Can LLMs simulate tax evasion emergence?
Investigating Tax Evasion Emergence Using Dual Large Language Model and Deep Reinforcement Learning Powered Agent-based Simulation
January 31, 2025
https://arxiv.org/pdf/2501.18177This paper investigates the emergence of tax evasion (informal economy) using a multi-agent simulation. Agents, representing individuals in an economy, make decisions about paying taxes using a combination of a Large Language Model (LLM) for initial suggestions and Deep Reinforcement Learning (DRL) for final decisions, considering personal traits (encoded as tweets), government policies, and economic incentives.
Key points for LLM-based multi-agent systems:
- LLM-DRL Hybrid Agent: Agents use LLMs to process complex information (personality, history, policies) and provide initial action suggestions (tax payment amount). DRL then refines these suggestions based on rewards and penalties, creating a more nuanced decision-making process.
- Emergent Behavior: The system is designed to allow informal economic activity (tax evasion) to emerge naturally from agent interactions rather than being pre-programmed.
- Personality Modeling: Agent personalities are modeled using real tweets, providing diverse behavioral traits and influencing tax compliance decisions.

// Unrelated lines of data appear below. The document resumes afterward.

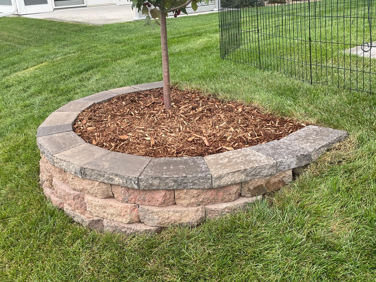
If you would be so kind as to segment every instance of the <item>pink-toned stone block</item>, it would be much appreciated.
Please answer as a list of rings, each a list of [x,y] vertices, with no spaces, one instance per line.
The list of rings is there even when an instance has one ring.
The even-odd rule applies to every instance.
[[[241,196],[253,197],[278,190],[293,180],[291,170],[242,182]]]
[[[103,220],[104,231],[109,232],[120,232],[127,235],[141,233],[157,233],[160,232],[162,227],[158,226],[149,226],[144,223],[129,223],[126,224],[121,222],[104,219]]]
[[[60,182],[55,177],[52,180],[52,185],[58,197],[65,203],[74,209],[86,209],[83,193],[73,190],[68,184]]]
[[[52,174],[50,172],[52,165],[43,154],[41,154],[39,161],[39,178],[41,185],[47,182],[48,188],[52,189]]]
[[[248,205],[262,197],[261,196],[252,197],[241,197],[232,202],[208,205],[205,206],[205,217],[208,218],[218,218],[229,212],[244,209]]]
[[[68,174],[69,186],[77,191],[90,194],[98,198],[112,198],[111,185],[90,180]]]
[[[123,223],[139,222],[137,205],[121,203],[114,199],[104,199],[85,195],[86,209],[92,214]]]
[[[64,183],[68,183],[68,173],[67,172],[53,165],[51,166],[50,171],[53,177],[56,178],[60,182]]]
[[[76,222],[100,232],[103,231],[103,218],[94,216],[87,211],[74,209],[67,204],[64,205],[64,211]]]
[[[165,206],[175,203],[173,190],[140,190],[112,185],[114,197],[123,203]]]
[[[138,215],[141,222],[149,226],[194,226],[204,220],[205,209],[203,206],[185,207],[176,205],[165,207],[140,205]]]
[[[47,182],[43,183],[42,187],[43,193],[45,196],[51,201],[52,205],[59,209],[62,209],[64,208],[64,202],[58,197],[54,190],[49,188],[47,186]]]
[[[179,189],[175,190],[176,205],[196,206],[231,202],[240,196],[241,184],[208,189]]]

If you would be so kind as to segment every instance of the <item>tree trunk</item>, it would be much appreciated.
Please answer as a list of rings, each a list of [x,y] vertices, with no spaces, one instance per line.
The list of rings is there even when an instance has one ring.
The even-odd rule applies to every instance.
[[[171,90],[168,65],[168,47],[167,43],[167,27],[164,1],[161,9],[161,44],[162,48],[162,68],[163,70],[163,101],[165,109],[171,108]]]

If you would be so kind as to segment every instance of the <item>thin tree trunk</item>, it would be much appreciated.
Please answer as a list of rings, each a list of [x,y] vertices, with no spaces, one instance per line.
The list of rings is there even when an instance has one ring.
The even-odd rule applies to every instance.
[[[171,108],[171,90],[168,65],[168,47],[167,43],[167,27],[164,1],[161,9],[161,44],[162,47],[162,68],[163,70],[163,100],[165,109]]]

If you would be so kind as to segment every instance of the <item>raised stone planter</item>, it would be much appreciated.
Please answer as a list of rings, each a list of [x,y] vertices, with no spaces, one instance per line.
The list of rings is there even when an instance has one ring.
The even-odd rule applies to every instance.
[[[161,82],[104,91],[68,103],[38,128],[40,178],[54,205],[99,231],[158,232],[194,226],[245,208],[293,179],[293,171],[344,139],[309,126],[281,140],[202,157],[150,158],[111,152],[72,130],[78,115],[114,97]]]

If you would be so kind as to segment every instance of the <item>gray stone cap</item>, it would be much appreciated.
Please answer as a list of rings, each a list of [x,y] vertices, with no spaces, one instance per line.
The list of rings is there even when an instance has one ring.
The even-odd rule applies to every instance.
[[[310,125],[280,140],[203,158],[151,158],[110,152],[85,142],[73,131],[77,116],[91,105],[162,86],[160,81],[122,87],[70,102],[38,128],[38,147],[52,164],[79,177],[142,190],[207,189],[307,164],[347,135]]]

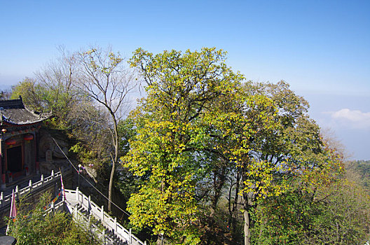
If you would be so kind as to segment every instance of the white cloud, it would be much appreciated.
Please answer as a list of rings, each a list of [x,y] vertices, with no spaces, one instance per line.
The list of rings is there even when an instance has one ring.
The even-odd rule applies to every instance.
[[[370,112],[343,108],[338,111],[329,112],[336,121],[349,123],[356,128],[370,128]]]

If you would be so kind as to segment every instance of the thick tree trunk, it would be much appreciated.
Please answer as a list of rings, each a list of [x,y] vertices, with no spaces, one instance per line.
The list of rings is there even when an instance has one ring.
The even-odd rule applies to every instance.
[[[113,164],[112,169],[111,171],[111,176],[109,178],[109,187],[108,188],[108,211],[111,211],[111,202],[112,202],[112,192],[113,192],[113,181],[114,178],[114,173],[116,172],[116,164],[118,160],[118,130],[117,125],[117,120],[114,113],[111,113],[111,117],[114,122],[114,136],[113,142],[114,144],[114,155],[112,158]]]
[[[250,216],[249,205],[248,204],[248,196],[243,193],[243,216],[244,216],[244,245],[250,245]]]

Experimentation with synthetic "pro-tax evasion" tweets showed a measurable effect on agents' compliance behavior, highlighting the impact of external narratives.
- Policy Exploration: The model simulates the impact of different government policies (tax rates, public goods provision, enforcement) on the emergence and dynamics of tax evasion, offering insights for policy optimization. Stronger enforcement and better public goods provision decrease tax evasion.
- Scalable Simulation: The agent-based simulation can be scaled to model larger populations and longer time horizons, allowing for more realistic and complex economic scenarios.